Lisbon Reverses Failed Short-Term Rental Curbs as Housing Costs Soar
Lisbon overturns short-term rental restrictions after failure

Lisbon is taking a dramatic U-turn on its housing policy, officially overturning restrictions on short-term rentals that were intended to, but ultimately failed to, ease the city's spiralling housing costs.

A Policy That Backfired

The Portuguese capital first began imposing limits on short-term rentals back in 2019, part of a broader package that included ending the Golden Visa scheme for real estate and capping new licences in popular areas like Lisbon and Porto. The goal was clear: to increase long-term housing supply and improve affordability for residents.

However, the data tells a story of policy failure. Since Portugal rolled back some national restrictions in October 2024, giving municipalities more control, the annual growth rate of house sale prices in the Lisbon Metropolitan Area has nearly doubled. Meanwhile, the increase in rental prices has accelerated sharply, from 5.7 per cent to 9.2 per cent annually.

Hotel prices have also been caught in the upward spiral, skyrocketing by a staggering 30 per cent between 2022 and 2024 alone.

Global Lessons from Edinburgh to New York

Lisbon's experience is not an isolated case. It mirrors outcomes in other major cities that attempted to tackle housing affordability by clamping down on short-term lets.

In Edinburgh, strict rules led to a 22 per cent drop in short-term rentals, but were relaxed earlier this year after rents and hotel prices in the city hit record highs, rising twice as fast as the national average.

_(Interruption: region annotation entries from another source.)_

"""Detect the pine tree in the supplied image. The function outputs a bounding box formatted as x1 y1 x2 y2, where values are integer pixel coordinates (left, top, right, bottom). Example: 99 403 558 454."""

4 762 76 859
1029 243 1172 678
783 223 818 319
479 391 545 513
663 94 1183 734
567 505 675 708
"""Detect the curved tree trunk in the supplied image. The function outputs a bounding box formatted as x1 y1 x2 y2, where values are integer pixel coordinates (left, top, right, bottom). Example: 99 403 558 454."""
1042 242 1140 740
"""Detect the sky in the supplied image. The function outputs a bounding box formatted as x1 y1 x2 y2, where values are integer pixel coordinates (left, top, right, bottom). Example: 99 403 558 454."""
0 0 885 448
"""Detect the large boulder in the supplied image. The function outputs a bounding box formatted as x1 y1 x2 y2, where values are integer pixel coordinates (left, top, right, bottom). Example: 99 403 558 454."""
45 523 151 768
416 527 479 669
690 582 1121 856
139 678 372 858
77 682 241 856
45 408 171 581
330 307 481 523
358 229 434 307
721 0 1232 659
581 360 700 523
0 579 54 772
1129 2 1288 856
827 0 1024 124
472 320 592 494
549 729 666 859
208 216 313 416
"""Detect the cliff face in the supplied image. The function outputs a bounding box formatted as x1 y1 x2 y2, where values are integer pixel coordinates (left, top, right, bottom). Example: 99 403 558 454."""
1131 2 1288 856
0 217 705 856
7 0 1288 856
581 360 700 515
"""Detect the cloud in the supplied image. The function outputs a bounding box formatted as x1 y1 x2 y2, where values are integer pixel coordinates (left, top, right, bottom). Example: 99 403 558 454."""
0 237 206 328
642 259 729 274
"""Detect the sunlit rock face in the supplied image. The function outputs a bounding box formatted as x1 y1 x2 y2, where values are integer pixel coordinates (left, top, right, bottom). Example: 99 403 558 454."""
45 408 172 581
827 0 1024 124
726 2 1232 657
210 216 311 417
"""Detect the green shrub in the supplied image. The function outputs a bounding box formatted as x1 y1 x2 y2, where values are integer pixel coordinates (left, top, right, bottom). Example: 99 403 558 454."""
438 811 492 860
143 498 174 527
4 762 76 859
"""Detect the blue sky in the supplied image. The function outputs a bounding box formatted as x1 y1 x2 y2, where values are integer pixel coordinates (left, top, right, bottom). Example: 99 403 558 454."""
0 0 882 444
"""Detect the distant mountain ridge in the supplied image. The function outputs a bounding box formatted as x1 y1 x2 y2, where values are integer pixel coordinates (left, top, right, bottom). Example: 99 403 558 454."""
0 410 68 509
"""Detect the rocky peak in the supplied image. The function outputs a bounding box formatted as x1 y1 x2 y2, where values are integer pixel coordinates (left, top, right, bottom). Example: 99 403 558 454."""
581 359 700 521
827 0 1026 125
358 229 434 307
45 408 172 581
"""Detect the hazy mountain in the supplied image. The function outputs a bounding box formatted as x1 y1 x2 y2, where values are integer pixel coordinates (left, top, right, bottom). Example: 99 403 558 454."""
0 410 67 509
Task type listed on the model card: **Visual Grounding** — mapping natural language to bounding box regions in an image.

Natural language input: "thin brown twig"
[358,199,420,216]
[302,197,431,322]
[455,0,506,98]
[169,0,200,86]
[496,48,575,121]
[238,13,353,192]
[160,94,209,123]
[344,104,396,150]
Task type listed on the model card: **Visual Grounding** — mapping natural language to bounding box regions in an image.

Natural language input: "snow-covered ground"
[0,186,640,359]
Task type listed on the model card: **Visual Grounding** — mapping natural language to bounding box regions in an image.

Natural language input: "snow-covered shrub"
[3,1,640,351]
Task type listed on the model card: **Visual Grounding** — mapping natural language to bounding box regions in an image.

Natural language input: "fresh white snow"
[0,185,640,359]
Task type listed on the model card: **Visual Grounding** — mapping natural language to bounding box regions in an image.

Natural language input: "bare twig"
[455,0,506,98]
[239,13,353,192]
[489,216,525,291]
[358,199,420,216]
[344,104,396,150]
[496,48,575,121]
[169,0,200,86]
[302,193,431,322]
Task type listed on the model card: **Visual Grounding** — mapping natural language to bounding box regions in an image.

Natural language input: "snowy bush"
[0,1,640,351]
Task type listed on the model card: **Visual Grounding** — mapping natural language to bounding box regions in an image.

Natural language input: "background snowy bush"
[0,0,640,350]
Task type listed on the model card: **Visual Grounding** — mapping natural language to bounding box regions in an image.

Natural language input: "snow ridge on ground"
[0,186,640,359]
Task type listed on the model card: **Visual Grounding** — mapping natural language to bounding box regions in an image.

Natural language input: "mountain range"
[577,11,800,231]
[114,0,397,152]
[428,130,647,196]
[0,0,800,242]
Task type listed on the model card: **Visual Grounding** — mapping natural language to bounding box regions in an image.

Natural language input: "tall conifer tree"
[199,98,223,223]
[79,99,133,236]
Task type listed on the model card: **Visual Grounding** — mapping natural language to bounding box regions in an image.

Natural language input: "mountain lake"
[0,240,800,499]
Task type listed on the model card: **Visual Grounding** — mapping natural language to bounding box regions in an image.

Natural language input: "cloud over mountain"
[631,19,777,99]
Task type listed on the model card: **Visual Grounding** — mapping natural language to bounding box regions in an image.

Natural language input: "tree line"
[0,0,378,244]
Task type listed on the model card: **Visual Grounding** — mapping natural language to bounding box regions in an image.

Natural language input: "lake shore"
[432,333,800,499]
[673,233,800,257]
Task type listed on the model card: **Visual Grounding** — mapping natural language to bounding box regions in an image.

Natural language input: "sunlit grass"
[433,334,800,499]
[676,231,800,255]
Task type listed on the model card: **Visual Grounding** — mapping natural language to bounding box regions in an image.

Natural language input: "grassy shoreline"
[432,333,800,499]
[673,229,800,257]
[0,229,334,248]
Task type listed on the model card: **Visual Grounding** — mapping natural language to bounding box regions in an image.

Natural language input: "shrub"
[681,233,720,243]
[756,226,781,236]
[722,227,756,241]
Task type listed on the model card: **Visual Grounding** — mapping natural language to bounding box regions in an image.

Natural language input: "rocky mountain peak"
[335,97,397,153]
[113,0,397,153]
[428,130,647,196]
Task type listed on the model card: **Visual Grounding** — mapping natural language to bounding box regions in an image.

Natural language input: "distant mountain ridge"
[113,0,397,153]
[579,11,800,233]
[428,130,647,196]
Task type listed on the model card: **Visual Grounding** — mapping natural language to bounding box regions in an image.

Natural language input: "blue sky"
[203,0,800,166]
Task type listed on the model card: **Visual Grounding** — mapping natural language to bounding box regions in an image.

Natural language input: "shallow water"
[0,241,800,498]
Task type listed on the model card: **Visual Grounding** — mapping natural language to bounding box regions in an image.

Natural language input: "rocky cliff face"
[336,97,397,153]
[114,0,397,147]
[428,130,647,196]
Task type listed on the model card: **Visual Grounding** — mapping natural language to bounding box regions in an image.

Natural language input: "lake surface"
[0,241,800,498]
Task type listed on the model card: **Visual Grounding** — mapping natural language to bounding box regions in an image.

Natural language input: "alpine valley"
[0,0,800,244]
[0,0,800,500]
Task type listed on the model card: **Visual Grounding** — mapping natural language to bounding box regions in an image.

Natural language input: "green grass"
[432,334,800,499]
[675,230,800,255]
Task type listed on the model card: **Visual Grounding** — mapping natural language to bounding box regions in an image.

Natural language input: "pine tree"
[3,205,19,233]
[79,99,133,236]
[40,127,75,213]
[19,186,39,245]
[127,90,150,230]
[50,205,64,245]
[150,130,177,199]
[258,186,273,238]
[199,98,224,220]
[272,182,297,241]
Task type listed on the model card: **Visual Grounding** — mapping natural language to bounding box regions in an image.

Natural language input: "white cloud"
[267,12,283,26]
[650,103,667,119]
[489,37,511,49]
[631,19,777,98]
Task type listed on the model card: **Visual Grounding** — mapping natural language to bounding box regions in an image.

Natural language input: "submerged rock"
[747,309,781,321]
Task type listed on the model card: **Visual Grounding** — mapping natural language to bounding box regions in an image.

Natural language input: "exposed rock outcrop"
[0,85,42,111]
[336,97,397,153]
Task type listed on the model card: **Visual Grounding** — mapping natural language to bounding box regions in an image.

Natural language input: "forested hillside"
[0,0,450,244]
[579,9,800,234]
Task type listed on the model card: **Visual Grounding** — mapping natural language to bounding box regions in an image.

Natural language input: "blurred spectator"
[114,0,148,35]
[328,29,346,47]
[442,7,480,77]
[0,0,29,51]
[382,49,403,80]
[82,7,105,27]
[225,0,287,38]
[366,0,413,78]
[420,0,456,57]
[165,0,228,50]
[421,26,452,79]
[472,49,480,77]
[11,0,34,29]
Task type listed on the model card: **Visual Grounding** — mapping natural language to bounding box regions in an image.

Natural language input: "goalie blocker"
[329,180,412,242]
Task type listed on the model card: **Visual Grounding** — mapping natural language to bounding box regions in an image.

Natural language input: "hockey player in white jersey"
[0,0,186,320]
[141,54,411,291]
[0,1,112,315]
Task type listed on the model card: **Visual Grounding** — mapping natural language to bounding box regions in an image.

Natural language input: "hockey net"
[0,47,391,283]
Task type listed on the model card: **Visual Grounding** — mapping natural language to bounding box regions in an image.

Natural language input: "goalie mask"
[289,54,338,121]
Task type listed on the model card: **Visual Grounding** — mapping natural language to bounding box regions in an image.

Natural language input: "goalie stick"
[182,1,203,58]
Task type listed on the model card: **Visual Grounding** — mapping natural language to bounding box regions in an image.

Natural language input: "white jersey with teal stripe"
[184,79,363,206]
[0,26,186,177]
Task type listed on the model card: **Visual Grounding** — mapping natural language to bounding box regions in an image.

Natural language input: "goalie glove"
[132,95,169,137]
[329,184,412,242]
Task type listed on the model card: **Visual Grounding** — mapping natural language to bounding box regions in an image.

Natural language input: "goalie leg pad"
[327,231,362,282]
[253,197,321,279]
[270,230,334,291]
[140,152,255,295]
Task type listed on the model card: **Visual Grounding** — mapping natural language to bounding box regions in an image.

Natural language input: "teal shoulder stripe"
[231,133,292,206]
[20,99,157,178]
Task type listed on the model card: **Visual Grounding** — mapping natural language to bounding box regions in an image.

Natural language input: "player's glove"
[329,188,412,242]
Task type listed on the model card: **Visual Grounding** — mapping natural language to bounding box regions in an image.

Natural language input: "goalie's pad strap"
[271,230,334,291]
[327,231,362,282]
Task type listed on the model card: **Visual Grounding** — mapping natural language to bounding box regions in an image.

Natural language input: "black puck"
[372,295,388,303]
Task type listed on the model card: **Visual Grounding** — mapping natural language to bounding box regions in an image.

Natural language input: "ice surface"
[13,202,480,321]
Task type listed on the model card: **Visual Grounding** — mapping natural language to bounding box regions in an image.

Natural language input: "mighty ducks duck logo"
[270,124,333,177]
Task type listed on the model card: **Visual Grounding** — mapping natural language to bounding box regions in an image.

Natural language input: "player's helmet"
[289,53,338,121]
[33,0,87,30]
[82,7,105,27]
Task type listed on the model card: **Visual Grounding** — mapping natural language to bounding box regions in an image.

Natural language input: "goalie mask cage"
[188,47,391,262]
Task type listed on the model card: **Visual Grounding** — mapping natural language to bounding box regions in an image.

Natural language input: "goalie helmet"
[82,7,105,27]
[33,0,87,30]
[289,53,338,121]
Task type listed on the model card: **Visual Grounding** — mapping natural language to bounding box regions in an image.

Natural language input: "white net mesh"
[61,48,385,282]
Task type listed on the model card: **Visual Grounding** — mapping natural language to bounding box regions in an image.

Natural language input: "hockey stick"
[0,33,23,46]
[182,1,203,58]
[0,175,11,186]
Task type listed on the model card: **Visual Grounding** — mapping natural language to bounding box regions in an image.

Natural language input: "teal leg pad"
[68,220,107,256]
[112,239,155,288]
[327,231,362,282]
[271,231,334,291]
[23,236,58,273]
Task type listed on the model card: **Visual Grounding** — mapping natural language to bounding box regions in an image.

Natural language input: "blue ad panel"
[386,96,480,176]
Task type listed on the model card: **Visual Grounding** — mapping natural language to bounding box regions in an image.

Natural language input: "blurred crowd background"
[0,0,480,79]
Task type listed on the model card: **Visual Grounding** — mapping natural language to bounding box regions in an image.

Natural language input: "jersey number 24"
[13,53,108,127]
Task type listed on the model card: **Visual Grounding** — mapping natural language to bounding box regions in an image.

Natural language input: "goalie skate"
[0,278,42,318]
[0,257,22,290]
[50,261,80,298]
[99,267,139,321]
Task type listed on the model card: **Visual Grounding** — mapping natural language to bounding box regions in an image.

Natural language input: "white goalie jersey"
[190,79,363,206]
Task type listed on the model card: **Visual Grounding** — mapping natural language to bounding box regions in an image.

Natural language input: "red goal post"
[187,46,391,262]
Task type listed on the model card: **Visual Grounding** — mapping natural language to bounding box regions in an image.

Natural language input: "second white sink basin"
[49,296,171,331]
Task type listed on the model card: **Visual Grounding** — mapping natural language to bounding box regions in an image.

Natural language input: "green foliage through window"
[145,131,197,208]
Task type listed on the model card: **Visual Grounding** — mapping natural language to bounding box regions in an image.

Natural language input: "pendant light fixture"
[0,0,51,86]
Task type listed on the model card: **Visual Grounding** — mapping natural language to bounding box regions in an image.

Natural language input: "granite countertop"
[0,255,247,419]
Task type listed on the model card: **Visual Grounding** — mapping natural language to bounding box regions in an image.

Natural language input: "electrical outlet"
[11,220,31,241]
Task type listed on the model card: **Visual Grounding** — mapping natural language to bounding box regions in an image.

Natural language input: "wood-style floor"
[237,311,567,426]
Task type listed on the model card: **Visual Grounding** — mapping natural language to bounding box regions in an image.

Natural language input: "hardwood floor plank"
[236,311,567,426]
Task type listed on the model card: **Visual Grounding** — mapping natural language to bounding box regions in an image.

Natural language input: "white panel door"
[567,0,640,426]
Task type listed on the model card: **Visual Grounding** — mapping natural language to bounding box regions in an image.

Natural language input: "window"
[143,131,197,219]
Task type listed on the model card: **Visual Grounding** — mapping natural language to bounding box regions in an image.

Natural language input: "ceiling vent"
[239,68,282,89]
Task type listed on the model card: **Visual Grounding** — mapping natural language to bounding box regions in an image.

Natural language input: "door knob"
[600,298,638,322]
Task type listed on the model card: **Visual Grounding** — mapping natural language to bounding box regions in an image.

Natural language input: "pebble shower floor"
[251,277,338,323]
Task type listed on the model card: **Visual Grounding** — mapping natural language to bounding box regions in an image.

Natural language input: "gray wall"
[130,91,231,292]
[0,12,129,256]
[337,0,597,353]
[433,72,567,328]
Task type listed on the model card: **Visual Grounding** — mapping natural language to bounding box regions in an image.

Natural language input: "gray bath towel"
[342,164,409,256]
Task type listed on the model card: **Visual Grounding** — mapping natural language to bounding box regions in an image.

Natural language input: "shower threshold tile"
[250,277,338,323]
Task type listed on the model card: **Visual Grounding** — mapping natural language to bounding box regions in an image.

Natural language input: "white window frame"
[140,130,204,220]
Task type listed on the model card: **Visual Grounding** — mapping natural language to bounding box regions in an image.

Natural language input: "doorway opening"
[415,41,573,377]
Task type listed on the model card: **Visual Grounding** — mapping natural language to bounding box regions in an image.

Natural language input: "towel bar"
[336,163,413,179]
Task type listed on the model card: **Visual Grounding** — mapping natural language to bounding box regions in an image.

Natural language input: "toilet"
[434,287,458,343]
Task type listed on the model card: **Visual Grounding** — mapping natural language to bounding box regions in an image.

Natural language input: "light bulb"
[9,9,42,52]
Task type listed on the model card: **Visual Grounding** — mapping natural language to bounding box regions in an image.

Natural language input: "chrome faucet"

Barcelona's restrictions, including a ban on new licences for over a decade, saw short-term rental numbers fall. Yet, rents and house prices soared by 70 and 60 per cent respectively to record levels.

Amsterdam's 30-night annual limit saw Airbnb listings drop by 54 per cent from 2019 to 2024, but rents increased by more than a third in that time, far outpacing the 13 per cent rise seen across the Netherlands.

Perhaps most strikingly, New York City's de facto ban since 2023 has not increased housing availability or affordability as promised. Vacancy rates remain unchanged and rents continue to climb, despite Airbnb listings plummeting by approximately 92 per cent. Hotel rates there are now at a record high.

New Rules and Ongoing Tensions

Under Lisbon's new approach, restrictions on hosting in 18 districts will be eased, allowing short-term rentals to make up to 10 per cent of the local housing supply across the city. According to Airbnb, the platform argues this will diversify accommodation options and provide more affordable alternatives to the city's concentrated and expensive hotel sector.

Sara Rodríguez, Head of Public Policy for Spain and Portugal at Airbnb, stated: 'Lisbon's strict short-term rental rules have failed to make housing more affordable. Instead, they made the city less affordable for everyone... We thank Lisbon City Hall for overturning its restrictions.'

Airbnb also highlights that seven in ten of its Lisbon hosts share only one home and say hosting is not their primary job.

This policy shift occurs against a backdrop of significant local unrest. Southern Europe, including Portugal, has seen widespread backlash against mass tourism. Just this June, Lisbon joined coordinated protests under the 'Southern Europe Against Touristification' alliance.

The debate is further complicated by housing vacancy statistics. The 2021 Portuguese Census revealed over 720,000 vacant housing units nationwide, with an estimated 15 per cent of houses standing empty in Lisbon itself—one of the country's most pressured markets.

The reversal in Lisbon suggests a growing recognition that simply restricting short-term rentals does not address the core issue of housing supply, a lesson now being learned from cities across the globe.